On the evening of Wednesday, June 5, thunderstorms developed over portions of eastern New Mexico and the Texas South Plains. These storms moved southeastward into the Texas Permian Basin late Wednesday evening and early Thursday morning.

Reflectivity Radar Image from 0423Z on 6/6/13

The complex of thunderstorms produced damaging winds across the Permian Basin. The following map shows the peak wind gusts at particular locations across the area.


Map of peak wind gusts

Numerous reports of damage due to the severe winds occurred in Gaines County. At the Seminole fire station, severe northwest winds bent a 60 foot tri-section radio antenna over to the southeast onto nearby electrical running parallel to 2nd Street. In addition, vehicles parked on the southeast side of the fire department sustained damage.

Seminole Fire Department Antenna

At the Seminole football field, large metal covers for the long jump pits were torn free from their ground anchors. Wind carried one of these as far as two blocks away through chain link fences, before finally knocking down a light pole. The following are before and after pictures of these covers. (Images courtesy of Keith Lambert)

Long Jump Pit Cover

Damaged Long Jump Pit Cover

Additional damage in Gaines County occurred approximately 15 miles west of Seminole where a portion of a mobile home along Highway 62/180 was blown over and destroyed. Portions of the mobile home were blown into vehicle traffic along the highway.

Other notable damage occurred at Midland International Airport where 3 newly built hangers sustained damaged. While two of these hangers had minimal damage, a third hanger sustained significant roof damage. The following images show that damage.  The first image courtesy of Midland International Airport.

Damaged Midland Hanger

Midland Airport Hanger Damage

Primary indications are that this hanger had its northwest-facing doors open. This allowed for northwest winds to enter the building and lift the roofing material upward, causing significant damage.

There is a distinct possibility that winds speeds were locally enhanced near this hanger due to its position in relation to the two other hangers directly upwind to the northwest.

Birdseye view of hanger location - old picture

The NWS uses a variety of damage indicators to estimate tornado wind speeds. While this event was a straight line wind event, use of the damage indicator for metal building systems with inward or outward collapsed overhead doors would have yielded a wind estimate in excess of 75 mph.

Midland hanger damage


Based on the degree of damage to the overhead doors, estimated wind speeds in the 75 to 85 mph range are reasonable. This estimate is well above the measured winds at nearby observation sites. However, locally enhanced wind speeds likely occurred as northwest winds were funnelled between the two upsteam hangers.

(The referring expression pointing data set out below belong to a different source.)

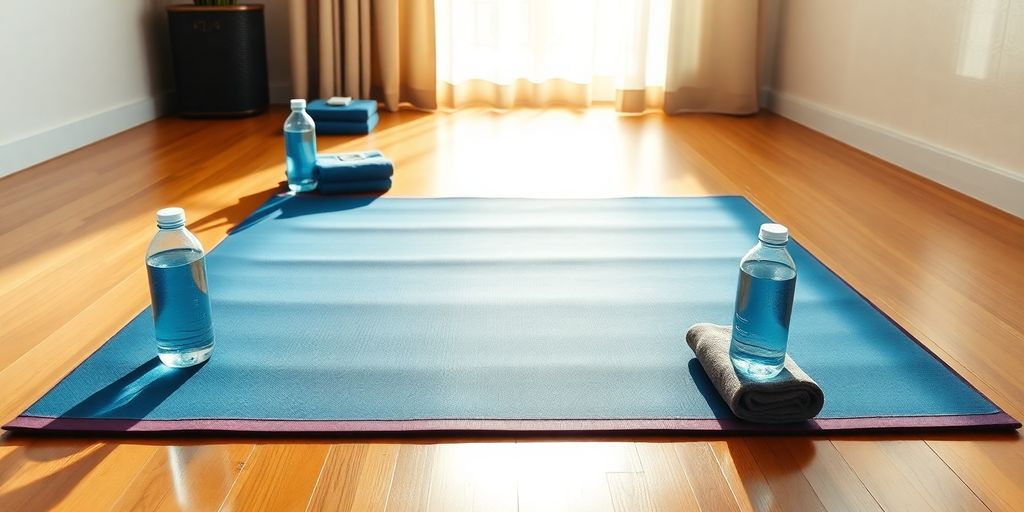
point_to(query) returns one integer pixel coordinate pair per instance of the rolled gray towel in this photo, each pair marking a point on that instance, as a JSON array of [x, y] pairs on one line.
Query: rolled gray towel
[[790, 396]]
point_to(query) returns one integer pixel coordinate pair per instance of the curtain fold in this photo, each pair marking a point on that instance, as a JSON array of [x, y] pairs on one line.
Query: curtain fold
[[679, 55], [381, 49]]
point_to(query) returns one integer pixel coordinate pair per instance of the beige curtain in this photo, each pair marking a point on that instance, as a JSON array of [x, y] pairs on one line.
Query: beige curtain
[[713, 57], [676, 55], [381, 49]]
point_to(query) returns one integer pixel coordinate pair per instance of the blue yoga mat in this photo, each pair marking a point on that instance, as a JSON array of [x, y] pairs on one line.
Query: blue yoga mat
[[491, 314]]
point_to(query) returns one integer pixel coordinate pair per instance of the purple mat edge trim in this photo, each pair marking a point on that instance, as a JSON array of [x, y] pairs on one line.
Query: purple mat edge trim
[[993, 421]]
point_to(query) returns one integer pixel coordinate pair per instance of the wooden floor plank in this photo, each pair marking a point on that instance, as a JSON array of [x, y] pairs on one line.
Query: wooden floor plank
[[745, 479], [278, 477], [706, 477], [629, 493], [185, 477], [666, 479], [355, 477]]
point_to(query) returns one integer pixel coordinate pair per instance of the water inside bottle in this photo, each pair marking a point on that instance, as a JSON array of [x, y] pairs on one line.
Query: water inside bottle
[[300, 153], [761, 326], [180, 306]]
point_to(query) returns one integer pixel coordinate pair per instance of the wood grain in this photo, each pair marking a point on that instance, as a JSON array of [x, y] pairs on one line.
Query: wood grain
[[74, 229]]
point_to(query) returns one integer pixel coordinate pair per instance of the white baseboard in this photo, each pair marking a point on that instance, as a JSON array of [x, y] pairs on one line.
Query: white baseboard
[[991, 184], [32, 150]]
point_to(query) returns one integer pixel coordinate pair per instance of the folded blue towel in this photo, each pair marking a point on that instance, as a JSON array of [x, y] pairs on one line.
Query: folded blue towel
[[356, 112], [364, 166], [345, 127], [373, 185]]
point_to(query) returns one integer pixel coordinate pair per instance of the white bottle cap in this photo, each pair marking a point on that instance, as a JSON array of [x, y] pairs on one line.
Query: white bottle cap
[[171, 217], [773, 233]]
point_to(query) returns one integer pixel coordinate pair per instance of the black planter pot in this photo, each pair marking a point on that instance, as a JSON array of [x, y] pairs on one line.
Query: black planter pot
[[219, 56]]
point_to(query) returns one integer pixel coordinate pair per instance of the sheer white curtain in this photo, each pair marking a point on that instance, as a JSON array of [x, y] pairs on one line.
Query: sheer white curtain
[[514, 52], [681, 55]]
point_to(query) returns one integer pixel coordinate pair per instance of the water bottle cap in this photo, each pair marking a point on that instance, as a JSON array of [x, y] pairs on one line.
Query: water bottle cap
[[773, 233], [171, 217]]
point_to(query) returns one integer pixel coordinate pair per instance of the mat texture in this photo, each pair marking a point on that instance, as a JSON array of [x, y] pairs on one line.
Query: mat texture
[[341, 314]]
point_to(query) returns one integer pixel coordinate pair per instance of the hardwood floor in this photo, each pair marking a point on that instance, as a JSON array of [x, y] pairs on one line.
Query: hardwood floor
[[74, 230]]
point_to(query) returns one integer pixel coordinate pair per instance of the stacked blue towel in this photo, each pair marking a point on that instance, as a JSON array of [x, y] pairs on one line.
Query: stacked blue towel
[[354, 172], [358, 117]]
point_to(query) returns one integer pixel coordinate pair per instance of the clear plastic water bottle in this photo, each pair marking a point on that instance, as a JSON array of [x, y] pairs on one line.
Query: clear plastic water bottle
[[176, 265], [300, 148], [764, 303]]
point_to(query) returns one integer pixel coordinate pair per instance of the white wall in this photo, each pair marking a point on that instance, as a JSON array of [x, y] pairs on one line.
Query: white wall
[[936, 86], [74, 72]]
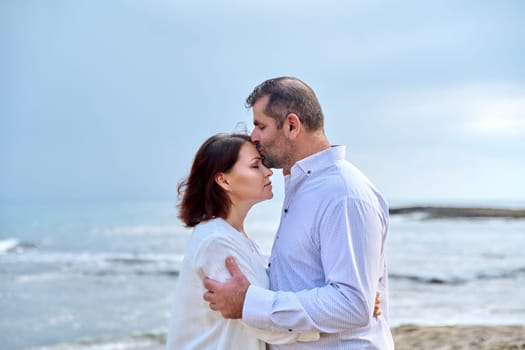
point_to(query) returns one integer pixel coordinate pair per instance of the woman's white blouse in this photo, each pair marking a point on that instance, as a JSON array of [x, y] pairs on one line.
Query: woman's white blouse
[[193, 324]]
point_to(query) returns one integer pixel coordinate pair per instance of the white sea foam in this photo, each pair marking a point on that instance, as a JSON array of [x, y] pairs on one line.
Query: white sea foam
[[7, 245], [140, 230]]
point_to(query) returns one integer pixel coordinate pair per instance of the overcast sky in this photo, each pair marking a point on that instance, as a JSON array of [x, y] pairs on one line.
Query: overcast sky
[[110, 100]]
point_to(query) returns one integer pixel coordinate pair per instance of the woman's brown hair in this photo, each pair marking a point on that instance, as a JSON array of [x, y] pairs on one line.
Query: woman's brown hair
[[201, 198]]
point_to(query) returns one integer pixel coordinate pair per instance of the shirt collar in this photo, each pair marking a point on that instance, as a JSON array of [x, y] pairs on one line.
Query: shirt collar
[[318, 161]]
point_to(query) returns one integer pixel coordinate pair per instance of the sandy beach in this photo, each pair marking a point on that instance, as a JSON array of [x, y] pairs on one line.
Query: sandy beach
[[459, 337]]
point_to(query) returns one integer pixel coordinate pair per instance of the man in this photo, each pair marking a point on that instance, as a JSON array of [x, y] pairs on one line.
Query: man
[[328, 258]]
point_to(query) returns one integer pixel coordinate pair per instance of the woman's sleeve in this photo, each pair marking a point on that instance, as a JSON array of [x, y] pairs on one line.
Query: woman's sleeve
[[210, 262]]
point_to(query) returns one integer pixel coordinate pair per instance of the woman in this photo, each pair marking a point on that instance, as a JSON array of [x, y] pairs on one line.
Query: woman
[[227, 178]]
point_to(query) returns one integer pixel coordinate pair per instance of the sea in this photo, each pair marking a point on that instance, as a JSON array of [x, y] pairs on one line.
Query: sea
[[101, 275]]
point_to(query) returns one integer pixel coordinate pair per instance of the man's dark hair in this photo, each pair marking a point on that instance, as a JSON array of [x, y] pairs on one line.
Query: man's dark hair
[[289, 95]]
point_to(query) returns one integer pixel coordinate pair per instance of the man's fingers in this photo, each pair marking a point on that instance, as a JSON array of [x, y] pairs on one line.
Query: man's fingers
[[210, 284], [208, 296], [232, 266]]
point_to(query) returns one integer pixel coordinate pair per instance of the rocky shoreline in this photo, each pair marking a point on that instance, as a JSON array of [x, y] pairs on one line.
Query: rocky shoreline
[[437, 212]]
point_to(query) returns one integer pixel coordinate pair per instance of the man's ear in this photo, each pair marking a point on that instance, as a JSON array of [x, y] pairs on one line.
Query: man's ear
[[222, 180], [293, 125]]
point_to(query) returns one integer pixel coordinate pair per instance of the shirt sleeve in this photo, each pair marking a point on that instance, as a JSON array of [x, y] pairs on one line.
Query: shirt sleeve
[[210, 262], [351, 242]]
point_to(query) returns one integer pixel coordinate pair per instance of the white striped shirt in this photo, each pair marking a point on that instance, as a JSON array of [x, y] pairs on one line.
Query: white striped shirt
[[328, 259]]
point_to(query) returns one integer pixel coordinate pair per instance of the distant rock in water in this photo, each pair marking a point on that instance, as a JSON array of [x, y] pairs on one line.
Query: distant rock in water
[[460, 212]]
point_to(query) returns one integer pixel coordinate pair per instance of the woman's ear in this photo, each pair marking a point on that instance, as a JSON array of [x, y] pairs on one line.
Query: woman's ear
[[293, 125], [222, 180]]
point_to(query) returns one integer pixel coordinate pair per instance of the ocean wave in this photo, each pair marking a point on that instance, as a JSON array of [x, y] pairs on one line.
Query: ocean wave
[[13, 245], [144, 341], [38, 264], [143, 230], [452, 280]]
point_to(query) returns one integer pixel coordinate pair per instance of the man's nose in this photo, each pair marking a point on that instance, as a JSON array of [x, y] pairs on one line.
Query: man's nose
[[254, 137]]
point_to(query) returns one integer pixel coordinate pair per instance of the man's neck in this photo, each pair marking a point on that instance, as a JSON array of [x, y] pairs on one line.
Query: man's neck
[[306, 147]]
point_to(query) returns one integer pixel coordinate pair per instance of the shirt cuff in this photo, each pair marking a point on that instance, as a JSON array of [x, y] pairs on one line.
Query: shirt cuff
[[257, 307]]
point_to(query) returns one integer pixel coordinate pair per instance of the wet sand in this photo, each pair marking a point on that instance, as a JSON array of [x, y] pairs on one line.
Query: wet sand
[[459, 337]]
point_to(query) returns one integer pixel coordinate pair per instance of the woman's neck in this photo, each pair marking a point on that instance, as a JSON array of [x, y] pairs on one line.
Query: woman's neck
[[236, 218]]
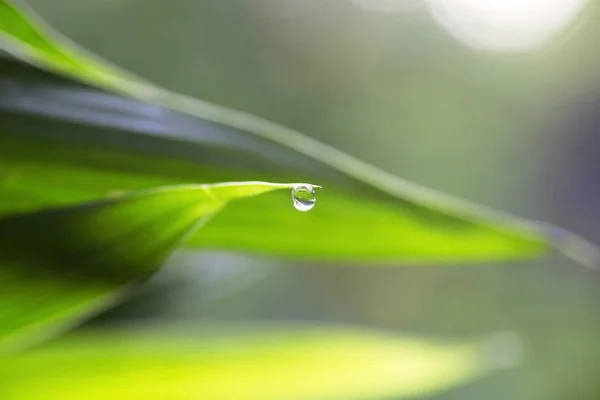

Reports from Borden County indicated that a smaller airplace hander (approximately 35'x20') was destroyed 1 mile south of Gail. In Scurry County, approximately 12 power poles were snapped along Highway 180 just east of the intersection with U.S. Highway 84 near Snyder. Homes in portions of Snyder sustained minor shingle damage, consistent with the 72 mph wind measured at the TTU Mesonet site located 3 miles east of Snyder. In addition, wind driven hail in the community of Hermleigh, located southeast of Snyder, broke out windows in residential homes and produced significant hail damage to vehicles.

Overall, wind speeds were generally in the 55 to 70 mph range. Midland International Airport measured a 62 mph at their observation site, while the TTU mesonet site 5 miles southwest of St. Lawrence in Glasscock County had a measured gust of 68 mph. The TTU mesonet site located 3WNW of Fluvanna in northwest portions of Scurry County reported a 70 mph gust.